During the Martial Law period under former presidents Chiang Kai-shek (蔣介石) and Chiang Ching-kuo (蔣經國), the president’s decision on how cross-strait relations were to be defined was final.
However, after the nation democratized, the rules of the game changed: The country must now be run according to constitutional and democratic processes. Irrespective of who is president, the way cross-strait relations are to be defined is a government-level issue: Not just the business of the president, but also of the legislature and the public, where the public should have the last say. Both the president and the legislature have to obey the decisions of the public via the mechanism of constitutional government.
Under China’s authoritarian system, whatever the president says, goes. If the leadership were to apply this approach in Taiwan, it would naturally place its expectations on assurances from Taiwan’s political leaders.
However, in contrast with China’s authoritarian system — in which decisions are made top-down — decisionmaking in a democracy is bottom-up, so Beijing is missing the point by placing its hopes in assurances from Taiwan’s political leadership regarding cross-strait relations. Threatening to change the “status quo” in cross-strait exchanges will serve only to increase the distance between Beijing and Taiwanese, and ultimately achieve the opposite of what it wants to achieve.
China has suffered at the hands of imperialism and Taiwan has long been on the wrong side of colonialism. China should be able to sympathize with Taiwan in its current predicament. Indeed, from ancient times China has had something that reverberates with modern ideas of democracy: wangdao (王道, “benevolent rule” or the “kingly way”). Imperialism is about forcing people into submission; it is badao (霸道, the “way of the hegemon”). The kingly way is persuading people through virtue to follow you. In today’s language, this would be acting according to the public will.
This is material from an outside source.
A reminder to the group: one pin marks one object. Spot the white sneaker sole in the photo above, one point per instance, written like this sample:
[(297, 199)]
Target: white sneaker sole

If China can change its domestic politics, move toward democracy, and promote goodwill and friendly exchanges between Taiwan and China, it might initiate an authentic resurgence of the Chinese-speaking world, with the mindset of the kingly way, of benevolent rule. If it tries to intimidate Taiwan with the way of the hegemon, then it would be little different from the imperialists that it itself suffered from for so long, and it would turn Taiwanese against it. This would not be any good for favorable development of cross-strait relations.
Cross-strait issues should be decided by the public and whether a politician accepts this practice should be a crucial factor in assessing them.
In the long term, irrespective of how cross-strait relations develop, China should think long and hard about whether it wants to deal with an amenable Taiwan or a hostile one. To that end, a good start would be to remove the missiles pointed at Taiwan as a show of goodwill. One would think that it would have an impact on public opinion.
Ho Hsin-chuan is a professor in National Chengchi University’s philosophy department.